THP encouraging everyone to drive defensively during 4th of July travel
More than 40 million people are planning to travel this holiday weekend and most of them are driving. If you're hitting the road, the Tennessee Highway Patrol says you should combat the dense roadways with defensive driving.
On average there are 37 percent more highway fatalities on July 4th than the average July day. With thousands expected to be on the roadways; "THP will be looking for impaired drivers, drivers not wearing seat belts and aggressive drivers," said Lt. John Harmon.
Lt. Harmon says the last week on Tennessee roadways has been a tough one. "In the Chattanooga area, nine people have lost their lives in five days from traffic related fatalities. That is uncalled for," said Harmon.

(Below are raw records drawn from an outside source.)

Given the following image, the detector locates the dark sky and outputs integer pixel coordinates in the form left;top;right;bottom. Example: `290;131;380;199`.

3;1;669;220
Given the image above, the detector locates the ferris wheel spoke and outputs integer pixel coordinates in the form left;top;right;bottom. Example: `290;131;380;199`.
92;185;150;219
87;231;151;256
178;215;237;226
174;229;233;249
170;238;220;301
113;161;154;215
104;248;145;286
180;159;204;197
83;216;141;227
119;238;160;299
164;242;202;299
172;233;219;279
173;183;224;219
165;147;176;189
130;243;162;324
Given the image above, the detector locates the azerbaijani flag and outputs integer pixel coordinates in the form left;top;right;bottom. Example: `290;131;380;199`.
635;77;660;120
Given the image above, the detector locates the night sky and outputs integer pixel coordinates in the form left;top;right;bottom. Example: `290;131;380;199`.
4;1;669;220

They're hoping no more are added to that list during the holiday weekend. "Our drive is to drive to zero fatalities. Our ultimate goal is for everyone to enjoy the holidays without a vehicle crash and without a fatality," said Harmon.
Unfortunately, national statistics are painting a different picture. The National Safety Council is predicting more than 400 people will be killed on the road during the holiday weekend, with nearly 50,000 injured. They say several factors influence those numbers, like the fact the holiday falls on a Saturday, saying weekend holidays tend to have higher levels of traffic.
AAA says more than forty million people are planning to get away for the Fourth; the most since 2007. They say the dominant mode of transportation is on the road. About 85% of travelers will drive their own car to their destinations.
Harmon says with more congestion means drivers need to be more aware. "It is important all drivers drive defensively. You've got to constantly be looking out for another driver that's driving offensively.”
Which he says could be from distractions or alcohol. Lt. Harmon says isn't confined to one time of the day. “The public needs to look after impaired drivers at all time during the day. Impaired drivers are driving on our road at morning. They're driving on our roads in the afternoon. They're driving on our roads in the nighttime," said Harmon.
If you see any suspicious driving you're asked to call *847, which will get you in contact with a state trooper anywhere in the state.